Pareto Gamuts : exploring optimal designs across varying contexts

Liane Makatura, Minghao Guo, Adriana Schulz, Justin Solomon, Wojciech Matusik

View presentation:2021-10-29T16:00:00ZGMT-0600Change your timezone on the schedule page
2021-10-29T16:00:00Z
Exemplar figure, described by caption below
Abstract

Manufactured parts are meticulously engineered to perform well with respect to several conflicting metrics, like weight, stress, and cost. The best achievable trade-offs reside on the Pareto front which can be discovered via performance-driven optimization. The objectives that define this Pareto front often incorporate assumptions about the context in which a part will be used, including loading conditions, environmental influences, material properties, or regions that must be preserved to interface with a surrounding assembly.
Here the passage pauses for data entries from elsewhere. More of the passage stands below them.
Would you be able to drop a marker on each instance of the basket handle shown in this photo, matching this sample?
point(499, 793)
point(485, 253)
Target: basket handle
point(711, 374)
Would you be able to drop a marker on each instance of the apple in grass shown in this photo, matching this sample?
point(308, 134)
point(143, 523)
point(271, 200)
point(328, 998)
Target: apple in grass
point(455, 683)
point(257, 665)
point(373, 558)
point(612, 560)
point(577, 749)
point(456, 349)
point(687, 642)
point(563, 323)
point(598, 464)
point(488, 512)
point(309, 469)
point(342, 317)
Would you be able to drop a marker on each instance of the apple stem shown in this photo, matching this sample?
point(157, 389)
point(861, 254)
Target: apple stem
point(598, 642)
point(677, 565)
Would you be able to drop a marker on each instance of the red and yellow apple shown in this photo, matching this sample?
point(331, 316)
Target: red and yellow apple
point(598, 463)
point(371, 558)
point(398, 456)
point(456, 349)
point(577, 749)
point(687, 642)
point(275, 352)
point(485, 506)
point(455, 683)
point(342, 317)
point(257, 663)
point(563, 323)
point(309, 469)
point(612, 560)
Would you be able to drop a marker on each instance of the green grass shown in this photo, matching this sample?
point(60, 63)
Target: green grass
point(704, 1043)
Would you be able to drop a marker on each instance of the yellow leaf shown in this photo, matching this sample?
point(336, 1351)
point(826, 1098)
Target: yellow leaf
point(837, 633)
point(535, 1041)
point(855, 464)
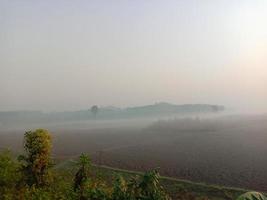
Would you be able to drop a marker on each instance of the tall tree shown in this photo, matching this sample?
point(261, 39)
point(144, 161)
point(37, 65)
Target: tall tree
point(37, 161)
point(82, 175)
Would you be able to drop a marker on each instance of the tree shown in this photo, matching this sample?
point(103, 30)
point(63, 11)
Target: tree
point(82, 175)
point(9, 175)
point(94, 110)
point(37, 161)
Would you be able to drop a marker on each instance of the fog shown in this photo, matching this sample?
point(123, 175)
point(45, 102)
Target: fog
point(69, 55)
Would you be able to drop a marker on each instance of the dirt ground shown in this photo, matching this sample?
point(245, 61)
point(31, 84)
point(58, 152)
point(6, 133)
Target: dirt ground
point(226, 151)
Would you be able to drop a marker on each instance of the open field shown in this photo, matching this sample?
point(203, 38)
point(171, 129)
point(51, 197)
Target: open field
point(227, 151)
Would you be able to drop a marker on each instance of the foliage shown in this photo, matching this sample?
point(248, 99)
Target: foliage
point(9, 174)
point(37, 161)
point(81, 185)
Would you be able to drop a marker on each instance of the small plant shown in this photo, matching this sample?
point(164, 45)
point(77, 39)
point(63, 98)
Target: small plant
point(37, 162)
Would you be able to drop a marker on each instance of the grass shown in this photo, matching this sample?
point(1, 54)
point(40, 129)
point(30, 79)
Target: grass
point(173, 186)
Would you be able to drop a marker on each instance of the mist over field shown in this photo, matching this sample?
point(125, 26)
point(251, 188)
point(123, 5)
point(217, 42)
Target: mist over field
point(178, 86)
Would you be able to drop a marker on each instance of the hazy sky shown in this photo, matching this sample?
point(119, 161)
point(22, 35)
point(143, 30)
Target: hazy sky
point(57, 55)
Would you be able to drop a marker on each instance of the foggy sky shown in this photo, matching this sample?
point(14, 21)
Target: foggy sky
point(65, 55)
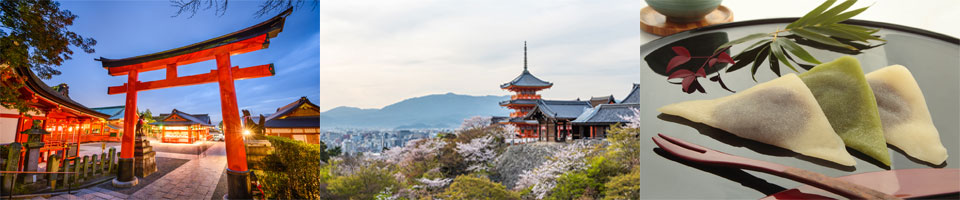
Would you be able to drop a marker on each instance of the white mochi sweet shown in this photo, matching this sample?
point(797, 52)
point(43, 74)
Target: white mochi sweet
point(781, 112)
point(904, 114)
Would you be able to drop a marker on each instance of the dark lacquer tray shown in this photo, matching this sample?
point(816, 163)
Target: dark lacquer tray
point(934, 60)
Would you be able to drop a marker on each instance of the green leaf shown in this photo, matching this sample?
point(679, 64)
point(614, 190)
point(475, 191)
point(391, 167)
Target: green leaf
point(820, 38)
point(745, 57)
point(861, 33)
point(812, 14)
point(836, 33)
point(759, 60)
point(804, 66)
point(774, 65)
point(741, 40)
point(832, 12)
point(791, 46)
point(778, 52)
point(845, 16)
point(855, 28)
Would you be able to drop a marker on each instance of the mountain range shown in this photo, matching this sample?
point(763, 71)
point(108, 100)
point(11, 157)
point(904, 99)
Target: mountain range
point(431, 111)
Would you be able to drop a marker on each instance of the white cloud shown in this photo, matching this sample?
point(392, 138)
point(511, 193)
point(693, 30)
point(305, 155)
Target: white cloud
point(374, 53)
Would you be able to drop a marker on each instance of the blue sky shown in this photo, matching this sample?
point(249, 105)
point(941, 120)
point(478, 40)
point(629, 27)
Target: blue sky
point(126, 29)
point(377, 52)
point(370, 53)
Existing multi-objective optimization tools are only equipped to study one context at a time, so engineers must run independent optimizations for each context of interest. However, engineered parts frequently appear in many contexts: wind turbines must perform well in many wind speeds, and a bracket might be optimized several times with its bolt-holes fixed in different locations on each run. In this paper, we formulate a framework for variable-context multi-objective optimization. We introduce the Pareto gamut, which captures Pareto fronts over a range of contexts. We develop a global/local optimization algorithm to discover the Pareto gamut directly, rather than discovering a single fixed-context "slice" at a time. To validate our method, we adapt existing multi-objective optimization benchmarks to contextual scenarios. We also demonstrate the practical utility of Pareto gamut exploration for several engineering design problems.